System Architecture

What is a system? A system fulfils a business need. A system is made up of:

  • Processes a.k.a services
  • Databases e.g. Apache Cassandra
  • Queueing systems e.g. Apache Kafka

Users needn’t know about these components, only the system’s ingress. Users interact with your system via its ingress. Typical ingress mechanisms are:

  • HTTP and HTTP/2
  • gRPC over HTTP/2
  • A topic/queue such as Apache Kafka

Users can be humans via a web browser or other systems.

What is system architecture? Simply put, architecture consists of everything that is hard to change after the fact. Your system architecture impacts:

  • Reliability: does your system give the user the correct answer
  • Availability: can your system respond to user requests
  • Performance: how quickly does your system respond
  • Capacity: how many concurrent requests can your system handle

Our recommended approach is to define Service Level Objectives (SLOs) for these aspects of your system even if you don’t a Service Level Agreement (SLA) with your user.

Some important parts of system architecture that constrain the above are:

  • System ingress
  • Interprocess communication
  • Persistence technologies e.g. databases & queues
  • Database access patterns

System ingress

A user interacts with a system via its ingress. There are different tradeoffs for ingress vs communication within a system. For ingress typical concerns are:

  • Forward and backward compatibility: users are out of your control, within a system all the components are in your control
  • Authentication and authorisation
  • TLS
  • Global access: is the system exposed to the web, should their be edge locations around the world or a single region?

For externally accessible systems the most common ingress technology is HTTP. There are many benefits to sticking with HTTP:

  • Global HTTP ingress support cloud providers with support for TLS termination
  • Contend Delivery Networks and other caching technology
  • Well defined authentication mechanisms and single sign on (SSO)

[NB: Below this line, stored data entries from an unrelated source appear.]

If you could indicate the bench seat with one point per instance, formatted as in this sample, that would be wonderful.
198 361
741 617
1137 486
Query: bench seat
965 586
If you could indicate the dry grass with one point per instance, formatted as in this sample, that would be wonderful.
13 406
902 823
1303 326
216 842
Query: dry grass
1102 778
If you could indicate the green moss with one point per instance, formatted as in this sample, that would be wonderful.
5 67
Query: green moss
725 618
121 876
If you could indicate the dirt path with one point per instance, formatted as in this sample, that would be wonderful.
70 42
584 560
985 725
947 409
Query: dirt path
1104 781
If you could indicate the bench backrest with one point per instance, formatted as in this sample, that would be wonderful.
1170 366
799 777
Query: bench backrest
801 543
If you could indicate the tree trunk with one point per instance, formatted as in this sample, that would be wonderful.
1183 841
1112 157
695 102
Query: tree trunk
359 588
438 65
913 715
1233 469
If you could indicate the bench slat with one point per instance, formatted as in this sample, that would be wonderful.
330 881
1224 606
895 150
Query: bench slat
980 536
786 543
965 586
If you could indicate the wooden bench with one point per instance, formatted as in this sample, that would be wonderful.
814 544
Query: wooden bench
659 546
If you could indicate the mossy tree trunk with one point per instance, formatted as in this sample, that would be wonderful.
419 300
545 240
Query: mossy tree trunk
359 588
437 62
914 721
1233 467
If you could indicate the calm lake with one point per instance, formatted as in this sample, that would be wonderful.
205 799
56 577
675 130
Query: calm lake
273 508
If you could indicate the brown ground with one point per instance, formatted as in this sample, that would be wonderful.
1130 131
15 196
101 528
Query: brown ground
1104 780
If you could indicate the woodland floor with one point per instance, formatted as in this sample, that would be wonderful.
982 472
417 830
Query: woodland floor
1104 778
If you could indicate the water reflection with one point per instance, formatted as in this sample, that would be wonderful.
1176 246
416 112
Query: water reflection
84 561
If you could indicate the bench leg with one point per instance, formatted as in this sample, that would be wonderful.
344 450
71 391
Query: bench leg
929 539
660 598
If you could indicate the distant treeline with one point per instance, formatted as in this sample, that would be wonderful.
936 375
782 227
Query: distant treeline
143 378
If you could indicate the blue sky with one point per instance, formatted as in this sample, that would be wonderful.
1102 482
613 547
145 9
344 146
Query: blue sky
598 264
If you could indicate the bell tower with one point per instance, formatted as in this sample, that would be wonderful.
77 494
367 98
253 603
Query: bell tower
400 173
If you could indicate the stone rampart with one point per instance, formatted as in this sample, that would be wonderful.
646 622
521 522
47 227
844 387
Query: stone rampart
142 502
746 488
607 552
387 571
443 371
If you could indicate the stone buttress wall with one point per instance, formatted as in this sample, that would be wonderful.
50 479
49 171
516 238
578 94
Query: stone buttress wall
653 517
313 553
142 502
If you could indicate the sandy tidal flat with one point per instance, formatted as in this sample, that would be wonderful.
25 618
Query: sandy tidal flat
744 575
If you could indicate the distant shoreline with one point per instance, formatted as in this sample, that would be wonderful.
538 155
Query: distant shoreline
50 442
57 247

For internal systems other ingress technologies can be used that are typical for inter process communication with in a system:

  • Queues e.g. Kafka: Asynchronous ingress allows the system to be fully shut down for maintenance without users knowing as long as performance SLOs aren’t breached
  • HTTP/2 can take advantage of TCP multiplexing to reduce the overhead of connections
  • gRPC uses, and has the advantages of, HTTP/2 as well as defining interfaces and serializion formats

Inter process communication

The first major decision for interprocess communication is whether it is asynchronous or synchronous. Queues such as Kafka allow asynchronous communication allowing components to be fully shutdown at the expense of two additional complexities:

  • Communication complexity for request/reply
  • Infrastructure complexity of running queueing technology

Synchronous communication means that the downstream component needs to be up at the time of request. It allows easier request/reply communication. Synchronous communication is susceptible to cascading failures, where a downstream failure causes failures in all upstream components.

Database access patterns

Database access patterns come in three main categories:

  • Create, Update, Read, Delete (CRUD) where the database stores the current state of entities such as users, transactions or stock
  • Arbitrary access. Less principled than CRUD, using any/every feature of a database e.g. arbitrary SQL.
  • Event sourcing and Command Query Read Segregation (CQRS)

CRUD often degrades into arbitrary database access. Event sourcing opens up possibilities such as rebuilding different views on the data as all historical events are stored but introduces complexity such as:

  • Large build up of events, slowing the system down
  • Supporting old schemas for events

Each process in a system can use different database access patterns. Some organisations will give full autonomy to development teams to decide on internal data access patterns whereas others will want to standardise.

Persistence technology

Nothing affects a system more than the selected persistence technology. It puts upper bounds on:

  • Capacity: A traditional relational database may hit its limit in the 10s of TBs whereas a distributed database such as Apache Cassandra can go up to Petabytes
  • Availability: Can it be deployed across DCs or is the max availability that of a single cloud region or data center?
  • Performance

In addition, it will dictate the costs of a system. Using Google Spanner may provide your system with excellent latency and multi region support but it comes at a huge cost.